Perkins Matthew J, McDonald Robbie A, van Veen F J Frank, Kelly Simon D, Rees Gareth, Bearhop Stuart
Centre for Ecology and Conservation, University of Exeter, Penryn, Cornwall, United Kingdom.
Environment and Sustainability Institute, University of Exeter, Penryn, Cornwall, United Kingdom.
PLoS One. 2014 Mar 27;9(3):e93281. doi: 10.1371/journal.pone.0093281. eCollection 2014.
Increasingly, stable isotope ratios of nitrogen (δ(15)N) and carbon (δ(13)C) are used to quantify trophic structure, though relatively few studies have tested accuracy of isotopic structural measures. For laboratory-raised and wild-collected plant-invertebrate food chains spanning four trophic levels we estimated nitrogen range (NR) using δ(15)N, and carbon range (CR) using δ(13)C, which are used to quantify food chain length and breadth of trophic resources respectively. Across a range of known food chain lengths we examined how NR and CR changed within and between food chains. Our isotopic estimates of structure are robust because they were calculated using resampling procedures that propagate variance in sample means through to quantified uncertainty in final estimates.
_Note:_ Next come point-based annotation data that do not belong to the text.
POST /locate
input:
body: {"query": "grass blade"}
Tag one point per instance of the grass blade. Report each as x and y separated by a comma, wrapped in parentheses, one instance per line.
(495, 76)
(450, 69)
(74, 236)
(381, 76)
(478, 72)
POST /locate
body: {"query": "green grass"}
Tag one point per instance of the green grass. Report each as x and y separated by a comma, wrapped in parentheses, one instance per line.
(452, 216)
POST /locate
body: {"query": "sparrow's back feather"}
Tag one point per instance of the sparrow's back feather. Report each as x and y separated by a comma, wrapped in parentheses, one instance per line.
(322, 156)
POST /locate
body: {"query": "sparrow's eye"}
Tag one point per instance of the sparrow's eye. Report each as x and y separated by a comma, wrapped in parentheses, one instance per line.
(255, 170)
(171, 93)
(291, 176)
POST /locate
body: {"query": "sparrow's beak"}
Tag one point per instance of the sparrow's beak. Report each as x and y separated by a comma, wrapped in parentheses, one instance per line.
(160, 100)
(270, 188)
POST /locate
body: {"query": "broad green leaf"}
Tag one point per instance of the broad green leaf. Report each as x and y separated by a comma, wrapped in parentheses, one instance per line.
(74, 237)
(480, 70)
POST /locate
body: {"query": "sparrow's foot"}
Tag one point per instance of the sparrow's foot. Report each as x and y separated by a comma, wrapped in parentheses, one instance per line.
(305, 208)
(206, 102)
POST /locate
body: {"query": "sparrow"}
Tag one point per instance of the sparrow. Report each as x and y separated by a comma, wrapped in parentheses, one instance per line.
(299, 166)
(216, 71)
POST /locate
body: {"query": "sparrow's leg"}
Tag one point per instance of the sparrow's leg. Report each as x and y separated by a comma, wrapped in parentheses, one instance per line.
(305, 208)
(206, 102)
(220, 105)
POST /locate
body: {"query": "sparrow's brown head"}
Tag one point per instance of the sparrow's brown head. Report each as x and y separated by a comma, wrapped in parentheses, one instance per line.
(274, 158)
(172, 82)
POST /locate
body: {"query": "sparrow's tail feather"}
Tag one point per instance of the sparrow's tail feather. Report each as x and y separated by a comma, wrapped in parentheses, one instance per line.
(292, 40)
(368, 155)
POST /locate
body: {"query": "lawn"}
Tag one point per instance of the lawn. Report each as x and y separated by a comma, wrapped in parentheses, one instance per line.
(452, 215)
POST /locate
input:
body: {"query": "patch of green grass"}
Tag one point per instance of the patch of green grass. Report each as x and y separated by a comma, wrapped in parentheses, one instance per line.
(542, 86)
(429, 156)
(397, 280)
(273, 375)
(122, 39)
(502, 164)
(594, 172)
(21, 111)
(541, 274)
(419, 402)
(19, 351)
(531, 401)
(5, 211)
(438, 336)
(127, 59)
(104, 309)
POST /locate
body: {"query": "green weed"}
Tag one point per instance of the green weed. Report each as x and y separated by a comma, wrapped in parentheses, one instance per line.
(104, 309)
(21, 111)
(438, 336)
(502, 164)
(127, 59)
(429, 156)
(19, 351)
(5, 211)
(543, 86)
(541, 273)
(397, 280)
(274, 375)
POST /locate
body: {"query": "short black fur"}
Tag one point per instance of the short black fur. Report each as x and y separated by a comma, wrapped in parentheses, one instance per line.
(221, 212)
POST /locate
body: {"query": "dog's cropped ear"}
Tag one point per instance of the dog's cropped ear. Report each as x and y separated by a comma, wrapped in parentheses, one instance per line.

To identify origins of uncertainty in estimates of NR and CR, we additionally examined variation in discrimination (which is change in δ(15)N or δ(13)C from source to consumer) between trophic levels and among food chains. δ(15)N discrimination showed significant enrichment, while variation in enrichment was species and system specific, ranged broadly (1.4‰ to 3.3‰), and importantly, propagated variation to subsequent estimates of NR. However, NR proved robust to such variation and distinguished food chain length well, though some overlap between longer food chains infers a need for awareness of such limitations. δ(13)C discrimination was inconsistent; generally no change or small significant enrichment was observed. Consequently, estimates of CR changed little with increasing food chain length, showing the potential utility of δ(13)C as a tracer of energy pathways. This study serves as a robust test of isotopic quantification of food chain structure, and given global estimates of aquatic food chains approximate four trophic levels while many food chains include invertebrates, our use of four trophic level plant-invertebrate food chains makes our findings relevant for a majority of ecological systems.
氮(δ(15)N)和碳(δ(13)C)的稳定同位素比率越来越多地被用于量化营养结构,不过相对较少的研究测试过同位素结构测量方法的准确性。对于跨越四个营养级的实验室饲养和野外采集的植物 - 无脊椎动物食物链,我们使用δ(15)N估计氮范围(NR),使用δ(13)C估计碳范围(CR),它们分别用于量化食物链长度和营养资源的广度。在一系列已知的食物链长度范围内,我们研究了NR和CR在食物链内部和之间是如何变化的。我们对结构的同位素估计是可靠的,因为它们是使用重采样程序计算得出的,该程序将样本均值的方差传播到最终估计值的量化不确定性中。为了确定NR和CR估计值不确定性的来源,我们还研究了营养级之间和食物链之间的分馏(即从源到消费者的δ(15)N或δ(13)C的变化)变化情况。δ(15)N分馏显示出显著的富集,而富集的变化是物种和系统特异性的,范围广泛(1.4‰至3.3‰),重要的是,它将变化传播到了随后的NR估计值中。然而,NR被证明对这种变化具有鲁棒性,并且能够很好地区分食物链长度,尽管较长食物链之间存在一些重叠,这意味着需要意识到这种局限性。δ(13)C分馏并不一致;通常未观察到变化或仅有小的显著富集。因此,随着食物链长度的增加,CR的估计值变化不大,这表明δ(13)C作为能量途径示踪剂的潜在效用。这项研究是对食物链结构同位素量化的有力测试,鉴于全球对水生食物链的估计约为四个营养级,而许多食物链包括无脊椎动物,我们使用四个营养级的植物 - 无脊椎动物食物链使得我们的研究结果与大多数生态系统相关。